Packing 18 more horsepower than the Chevrolet Equinox and 25 ponies more than the Hyundai Santa Fe, the Tiguan delivers spirited acceleration from its 2-liter turbocharged four-cylinder engine. All but the base S funnel engine output to the wheels via a six-speed, driver-shiftable automatic transmission. The base S gets a six-speed manual tranny unless you pop for the automatic at a $1,500 premium.
The EPA rates fuel economy for Tiguans equipped with the automatic at 22 mpg in the city and 27 mpg on the highway. This is in line with competitors. The Equinox rates the same in the city and 5 mpg better on the highway. The Santa Fe posts 2 mpg less in city driving and an additional 1 mpg on the highway.

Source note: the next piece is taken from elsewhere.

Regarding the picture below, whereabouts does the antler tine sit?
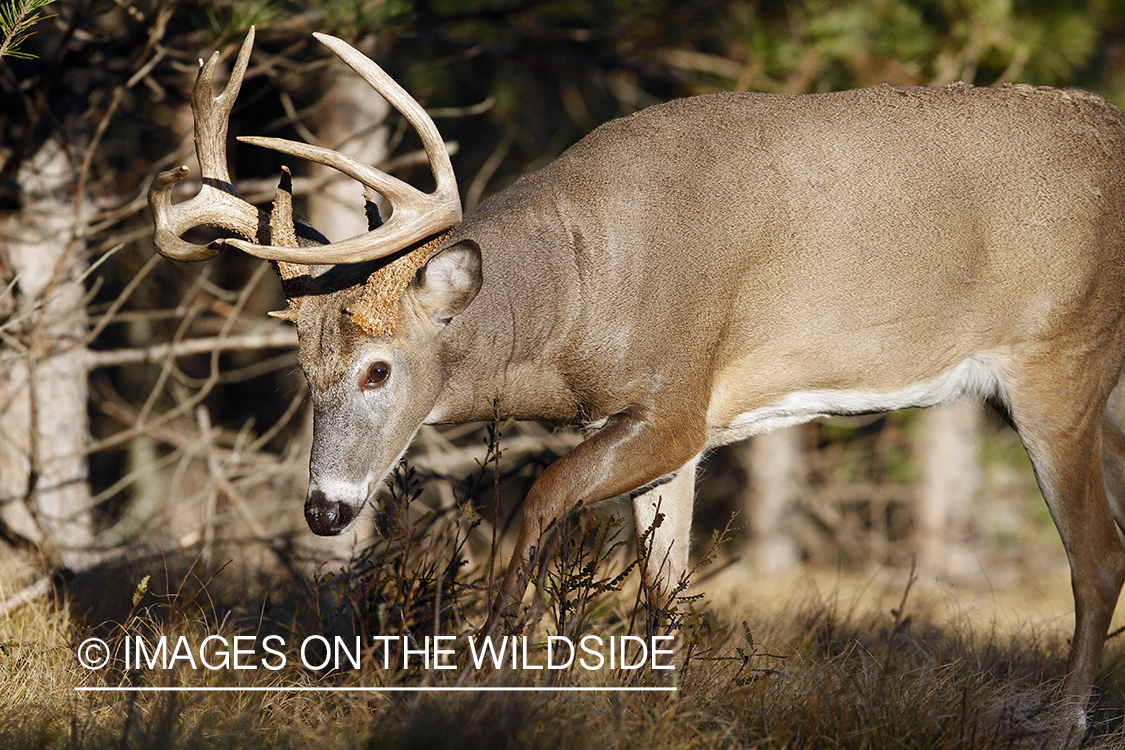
[226,34,461,264]
[149,28,268,261]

Consisting of MacPherson struts in front and a multilink setup in the rear, the suspension is tuned more toward handling and control than ride quality. That's not to say that the passenger experience is harsh, but the Tiguan is simply more of a driver's vehicle than most of its competitors.
Along with antilock disc brakes are the usual array of safety elements, such as stability control, traction control, electronic brakeforce distribution and emergency braking assist. Inside, six airbags are standard.
With each generation of crossovers, the interiors get better and better. Tiguan doesn't need to aspire to some segment benchmark in this area; its cabin is a class leader in styling, fit and finish.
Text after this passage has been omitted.